A recent study by NCCI indicated that older workers who are new on the job are just as likely to be injured as their younger counterpart who are also new.
"It used to be if you had a guy who is 40 and a guy who is 20, the 40-year-old would be less inclined to be injured," Leonard said. "Now, the real way to measure the propensity [for injury] is the amount of time a person has been on the job. A person on the job for one year is more inclined to suffer an injury than someone who has been on the job 10 years."
The comorbidities and other factors that complicate a claim are driving medical costs, which are the main driver of workers' comp costs.
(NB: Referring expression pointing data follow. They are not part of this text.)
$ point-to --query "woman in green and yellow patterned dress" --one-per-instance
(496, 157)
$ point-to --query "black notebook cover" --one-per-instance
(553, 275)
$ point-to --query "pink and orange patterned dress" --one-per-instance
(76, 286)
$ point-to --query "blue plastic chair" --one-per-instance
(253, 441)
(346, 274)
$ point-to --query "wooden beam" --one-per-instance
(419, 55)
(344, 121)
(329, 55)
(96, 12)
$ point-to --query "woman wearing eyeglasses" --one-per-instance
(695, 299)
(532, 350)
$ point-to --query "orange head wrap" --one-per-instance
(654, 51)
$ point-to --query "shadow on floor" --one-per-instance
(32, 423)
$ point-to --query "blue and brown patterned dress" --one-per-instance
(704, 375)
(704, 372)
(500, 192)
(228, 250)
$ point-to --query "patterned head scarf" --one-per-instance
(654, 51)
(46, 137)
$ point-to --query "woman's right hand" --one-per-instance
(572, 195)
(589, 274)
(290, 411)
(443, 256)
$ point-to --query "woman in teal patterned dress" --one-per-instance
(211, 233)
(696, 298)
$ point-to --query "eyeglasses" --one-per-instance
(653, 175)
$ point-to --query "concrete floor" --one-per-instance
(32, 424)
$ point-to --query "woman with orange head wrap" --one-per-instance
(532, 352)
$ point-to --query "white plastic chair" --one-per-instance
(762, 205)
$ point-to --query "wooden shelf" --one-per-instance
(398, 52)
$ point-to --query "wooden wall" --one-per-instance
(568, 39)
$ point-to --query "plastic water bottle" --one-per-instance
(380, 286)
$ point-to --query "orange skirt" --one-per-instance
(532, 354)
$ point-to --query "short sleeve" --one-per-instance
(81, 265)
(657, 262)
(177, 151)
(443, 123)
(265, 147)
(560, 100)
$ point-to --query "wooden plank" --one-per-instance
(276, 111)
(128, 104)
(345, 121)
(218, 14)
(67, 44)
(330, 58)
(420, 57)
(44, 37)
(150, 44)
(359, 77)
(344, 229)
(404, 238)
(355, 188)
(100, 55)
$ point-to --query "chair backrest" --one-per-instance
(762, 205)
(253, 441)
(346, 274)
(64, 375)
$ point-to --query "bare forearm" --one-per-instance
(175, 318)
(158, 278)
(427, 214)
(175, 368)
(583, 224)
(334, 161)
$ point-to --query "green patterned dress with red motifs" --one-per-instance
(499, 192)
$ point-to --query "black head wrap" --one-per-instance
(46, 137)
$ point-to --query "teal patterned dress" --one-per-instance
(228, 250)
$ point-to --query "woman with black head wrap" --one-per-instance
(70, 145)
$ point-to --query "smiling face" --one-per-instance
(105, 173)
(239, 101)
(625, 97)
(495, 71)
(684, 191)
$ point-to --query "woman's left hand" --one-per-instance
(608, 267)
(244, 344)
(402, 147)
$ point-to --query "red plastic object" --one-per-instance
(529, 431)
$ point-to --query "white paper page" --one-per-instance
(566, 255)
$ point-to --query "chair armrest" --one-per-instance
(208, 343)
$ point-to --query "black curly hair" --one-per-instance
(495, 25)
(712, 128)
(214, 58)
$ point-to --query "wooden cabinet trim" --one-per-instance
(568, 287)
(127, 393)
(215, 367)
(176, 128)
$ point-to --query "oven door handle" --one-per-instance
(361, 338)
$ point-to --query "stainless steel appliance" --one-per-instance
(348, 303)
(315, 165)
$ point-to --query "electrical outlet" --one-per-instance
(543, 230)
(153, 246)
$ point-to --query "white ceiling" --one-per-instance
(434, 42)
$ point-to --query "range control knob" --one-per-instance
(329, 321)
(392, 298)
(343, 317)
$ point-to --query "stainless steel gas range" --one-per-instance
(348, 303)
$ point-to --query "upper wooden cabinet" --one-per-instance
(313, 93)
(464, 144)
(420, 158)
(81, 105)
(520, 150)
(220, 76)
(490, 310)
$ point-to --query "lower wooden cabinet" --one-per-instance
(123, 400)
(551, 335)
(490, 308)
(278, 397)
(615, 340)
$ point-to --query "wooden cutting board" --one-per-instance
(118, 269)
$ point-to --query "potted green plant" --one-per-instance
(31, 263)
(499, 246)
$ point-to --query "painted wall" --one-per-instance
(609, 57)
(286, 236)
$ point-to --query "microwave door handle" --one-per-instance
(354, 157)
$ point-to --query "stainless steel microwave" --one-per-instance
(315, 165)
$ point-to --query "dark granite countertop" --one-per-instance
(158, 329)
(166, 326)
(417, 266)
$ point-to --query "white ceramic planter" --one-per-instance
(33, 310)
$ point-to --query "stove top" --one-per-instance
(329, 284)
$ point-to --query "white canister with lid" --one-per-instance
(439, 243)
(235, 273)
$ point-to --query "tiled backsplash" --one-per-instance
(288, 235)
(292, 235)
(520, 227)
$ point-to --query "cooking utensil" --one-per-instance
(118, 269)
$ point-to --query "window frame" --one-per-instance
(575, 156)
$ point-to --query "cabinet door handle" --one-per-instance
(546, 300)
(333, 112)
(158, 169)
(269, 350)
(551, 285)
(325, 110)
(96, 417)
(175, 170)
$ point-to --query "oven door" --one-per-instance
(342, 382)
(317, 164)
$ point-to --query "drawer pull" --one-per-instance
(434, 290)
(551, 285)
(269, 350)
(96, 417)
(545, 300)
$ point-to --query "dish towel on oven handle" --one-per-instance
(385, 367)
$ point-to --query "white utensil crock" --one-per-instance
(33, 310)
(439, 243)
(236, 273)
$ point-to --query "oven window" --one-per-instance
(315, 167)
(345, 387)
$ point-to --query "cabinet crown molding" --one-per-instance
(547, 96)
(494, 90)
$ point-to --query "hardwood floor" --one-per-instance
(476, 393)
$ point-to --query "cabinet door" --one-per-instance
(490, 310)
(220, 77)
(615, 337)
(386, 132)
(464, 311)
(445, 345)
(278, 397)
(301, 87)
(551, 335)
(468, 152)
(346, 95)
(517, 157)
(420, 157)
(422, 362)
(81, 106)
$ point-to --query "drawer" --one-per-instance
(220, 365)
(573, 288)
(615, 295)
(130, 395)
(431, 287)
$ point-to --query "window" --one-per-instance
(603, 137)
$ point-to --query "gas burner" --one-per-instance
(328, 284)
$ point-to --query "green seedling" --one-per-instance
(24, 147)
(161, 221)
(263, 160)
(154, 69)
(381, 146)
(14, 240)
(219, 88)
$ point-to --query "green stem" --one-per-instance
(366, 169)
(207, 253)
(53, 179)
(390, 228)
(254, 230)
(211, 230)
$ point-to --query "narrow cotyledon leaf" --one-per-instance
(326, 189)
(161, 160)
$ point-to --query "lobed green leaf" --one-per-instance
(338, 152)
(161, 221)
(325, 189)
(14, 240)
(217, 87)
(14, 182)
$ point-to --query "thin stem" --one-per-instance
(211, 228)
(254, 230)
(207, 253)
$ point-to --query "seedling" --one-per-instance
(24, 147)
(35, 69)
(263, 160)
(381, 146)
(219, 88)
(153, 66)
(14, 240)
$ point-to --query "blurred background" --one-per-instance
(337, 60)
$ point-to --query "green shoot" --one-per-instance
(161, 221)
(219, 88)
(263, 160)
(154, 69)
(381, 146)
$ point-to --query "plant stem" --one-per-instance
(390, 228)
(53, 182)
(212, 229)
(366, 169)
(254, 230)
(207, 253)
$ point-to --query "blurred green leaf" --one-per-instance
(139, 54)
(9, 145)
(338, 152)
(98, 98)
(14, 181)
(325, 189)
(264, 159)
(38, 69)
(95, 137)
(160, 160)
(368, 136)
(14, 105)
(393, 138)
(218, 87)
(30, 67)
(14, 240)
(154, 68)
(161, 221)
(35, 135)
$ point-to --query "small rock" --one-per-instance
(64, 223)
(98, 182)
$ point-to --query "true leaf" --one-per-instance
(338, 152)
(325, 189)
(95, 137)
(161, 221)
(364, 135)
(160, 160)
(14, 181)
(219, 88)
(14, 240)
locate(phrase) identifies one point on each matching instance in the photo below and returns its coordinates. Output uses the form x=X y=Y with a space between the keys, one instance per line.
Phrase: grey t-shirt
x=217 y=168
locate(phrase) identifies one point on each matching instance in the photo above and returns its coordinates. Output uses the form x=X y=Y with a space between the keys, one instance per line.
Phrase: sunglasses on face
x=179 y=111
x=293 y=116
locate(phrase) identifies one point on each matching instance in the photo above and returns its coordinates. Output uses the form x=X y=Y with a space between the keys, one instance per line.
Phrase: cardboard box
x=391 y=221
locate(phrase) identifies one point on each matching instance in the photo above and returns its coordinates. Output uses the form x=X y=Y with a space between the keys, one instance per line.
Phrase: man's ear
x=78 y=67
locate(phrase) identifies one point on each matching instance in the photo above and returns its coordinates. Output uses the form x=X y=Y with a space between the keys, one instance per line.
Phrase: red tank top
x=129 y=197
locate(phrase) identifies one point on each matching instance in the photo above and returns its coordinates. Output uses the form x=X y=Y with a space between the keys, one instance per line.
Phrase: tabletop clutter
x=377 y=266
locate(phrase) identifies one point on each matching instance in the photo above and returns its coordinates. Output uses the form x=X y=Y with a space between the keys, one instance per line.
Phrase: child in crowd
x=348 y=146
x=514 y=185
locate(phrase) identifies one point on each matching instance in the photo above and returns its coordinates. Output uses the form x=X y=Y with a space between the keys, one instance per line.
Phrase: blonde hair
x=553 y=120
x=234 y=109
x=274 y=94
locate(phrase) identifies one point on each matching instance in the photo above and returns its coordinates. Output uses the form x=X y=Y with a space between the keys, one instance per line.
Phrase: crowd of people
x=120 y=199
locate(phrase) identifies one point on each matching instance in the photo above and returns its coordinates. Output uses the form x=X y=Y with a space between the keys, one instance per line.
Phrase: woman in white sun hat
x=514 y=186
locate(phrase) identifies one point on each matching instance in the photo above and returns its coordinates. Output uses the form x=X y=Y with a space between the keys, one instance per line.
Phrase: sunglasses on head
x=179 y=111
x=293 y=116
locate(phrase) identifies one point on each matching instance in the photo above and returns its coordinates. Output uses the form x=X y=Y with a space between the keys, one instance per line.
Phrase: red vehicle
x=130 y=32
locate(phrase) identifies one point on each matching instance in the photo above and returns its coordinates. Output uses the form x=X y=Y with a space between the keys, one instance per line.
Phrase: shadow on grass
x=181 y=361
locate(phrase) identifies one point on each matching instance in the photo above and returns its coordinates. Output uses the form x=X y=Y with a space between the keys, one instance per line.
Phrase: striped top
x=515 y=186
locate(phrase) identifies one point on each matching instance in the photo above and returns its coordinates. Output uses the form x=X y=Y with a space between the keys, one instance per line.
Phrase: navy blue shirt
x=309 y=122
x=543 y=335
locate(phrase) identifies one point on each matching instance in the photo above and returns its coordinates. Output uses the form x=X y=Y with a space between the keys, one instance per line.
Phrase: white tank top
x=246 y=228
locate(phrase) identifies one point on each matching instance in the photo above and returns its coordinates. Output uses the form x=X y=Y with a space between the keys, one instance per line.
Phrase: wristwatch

"If that's not getting the focus of every risk manager out there, it should be," said Mark Walls, vice president of claims for Safety National and founder of the Work Comp Analysis group on Linked-
In. "There is way too much money being spent on unnecessary procedures and on things that are not related to the workplace injury that are being pushed under workers' comp."
As Walls said, costs in the workers' comp system are higher than they are in group health. "The surgical rates are higher under workers' comp, there's more physical therapy, longer durations of disability, and more diagnostic tests. Frankly, that should not be the case," Walls said. "It shouldn't matter if it's a workers' comp claim or personal injury. A rotator cuff tear should be a rotator cuff tear, and there should be protocols that are fairly universally followed."
Walls and others believe the answer to out-of-control medical spending in the workers' comp system lies in the widespread adoption of treatment protocols.